The response to this little kit has been great, and the first small batch sold out quickly. I had a larger run of boards made, and now have them in stock for immediate shipment.
Lately there has been a growing number of transmitters and transceivers using Pixie-derived designs. These are interesting little bare-bones, inexpensive transceivers that have one little design quirk. The keying of the transmitter is done by directly switching the supply voltage to the final power amp transistor. This works great with a straight key or a bug -- there's a low resistance path for the several hundred milliamps of current needed to squirt a CW signal out the antenna. Unfortunately, it's too much to ask of the output transistors of most electronic keyers -- the Ultra PicoKeyer included.
So, I've gotten several emails from people who are having trouble keying their $10 transmitter with their $29 keyer... and the only real solution I have to offer has been a $44 UKA-3+ with the heavy duty relay option! That's not really a good solution.
There is, however, a much easier way. Keying a Pixie clone with a UKA-3+ is like swatting flies with a Howitzer. It may work, but it's a little overkill. Since we're not talking about high voltages (hence no need for optical isolation) a simple high current MOSFET keying stage will do nicely. So I designed the Mini Keying Adapter and decided to offer it as a kit.

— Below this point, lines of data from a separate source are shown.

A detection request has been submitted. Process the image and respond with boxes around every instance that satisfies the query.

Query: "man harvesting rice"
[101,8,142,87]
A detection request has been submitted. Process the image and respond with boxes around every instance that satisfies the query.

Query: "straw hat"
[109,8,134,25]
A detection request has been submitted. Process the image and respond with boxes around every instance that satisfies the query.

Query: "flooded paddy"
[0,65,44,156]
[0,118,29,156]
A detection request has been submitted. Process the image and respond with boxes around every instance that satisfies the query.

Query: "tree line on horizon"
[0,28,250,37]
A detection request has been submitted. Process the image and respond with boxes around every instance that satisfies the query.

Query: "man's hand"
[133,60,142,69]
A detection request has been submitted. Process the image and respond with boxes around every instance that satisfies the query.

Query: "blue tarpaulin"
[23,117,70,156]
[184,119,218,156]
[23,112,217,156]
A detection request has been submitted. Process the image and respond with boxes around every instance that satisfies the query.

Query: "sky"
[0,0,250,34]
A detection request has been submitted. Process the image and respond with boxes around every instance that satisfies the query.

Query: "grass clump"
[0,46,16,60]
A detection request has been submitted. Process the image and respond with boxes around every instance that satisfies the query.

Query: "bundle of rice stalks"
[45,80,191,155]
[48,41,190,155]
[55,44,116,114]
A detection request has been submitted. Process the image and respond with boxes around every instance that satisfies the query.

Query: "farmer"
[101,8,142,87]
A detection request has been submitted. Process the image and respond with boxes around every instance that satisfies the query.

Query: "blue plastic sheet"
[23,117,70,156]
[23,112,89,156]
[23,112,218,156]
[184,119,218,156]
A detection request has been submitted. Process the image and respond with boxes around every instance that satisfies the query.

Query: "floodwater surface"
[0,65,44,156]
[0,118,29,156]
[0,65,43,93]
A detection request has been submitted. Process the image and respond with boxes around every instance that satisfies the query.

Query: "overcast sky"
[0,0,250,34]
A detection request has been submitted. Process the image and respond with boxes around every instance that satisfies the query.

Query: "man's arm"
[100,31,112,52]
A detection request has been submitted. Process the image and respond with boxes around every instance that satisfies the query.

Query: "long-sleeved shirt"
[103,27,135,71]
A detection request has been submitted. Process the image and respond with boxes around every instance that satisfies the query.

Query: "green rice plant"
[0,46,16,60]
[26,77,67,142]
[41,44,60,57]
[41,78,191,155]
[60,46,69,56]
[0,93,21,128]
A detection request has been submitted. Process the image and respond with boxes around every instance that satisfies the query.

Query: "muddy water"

The Mini Keying Adapter just does one simple thing, and does it cheaply and well. Connect it to a source of DC power -- whatever you're using to power your Pixie is fine. 9V, 12V, 14V, whatever. Now connect the keyer to the IN terminals and the transmitter to the OUT terminals and start making contacts. The Mini Keying Adapter will handle up to a few amps of current, draws very little power and at 1.5" x 1.5" (38mm x 38mm) is small enough to tuck away wherever you want -- but no, you probably won't be able to squeeze it into your Ultra PicoKeyer case. I did include four mounting holes so you can screw it to some standoffs if you want.
The kit includes a quality solder-masked, silkscreened printed circuit board and all the parts you need to build the circuit. There’s a nice screw-clamp terminal block for making connections to your keyer and transmitter. A beginner can put this together in under half an hour... an experienced builder will have it done in a few minutes.
The Mini Keying Adapter also works great for controlling power to a repeater cooling fan, using one of the outputs of the ID-O-Matic. You can use this instead of an electromechanical relay.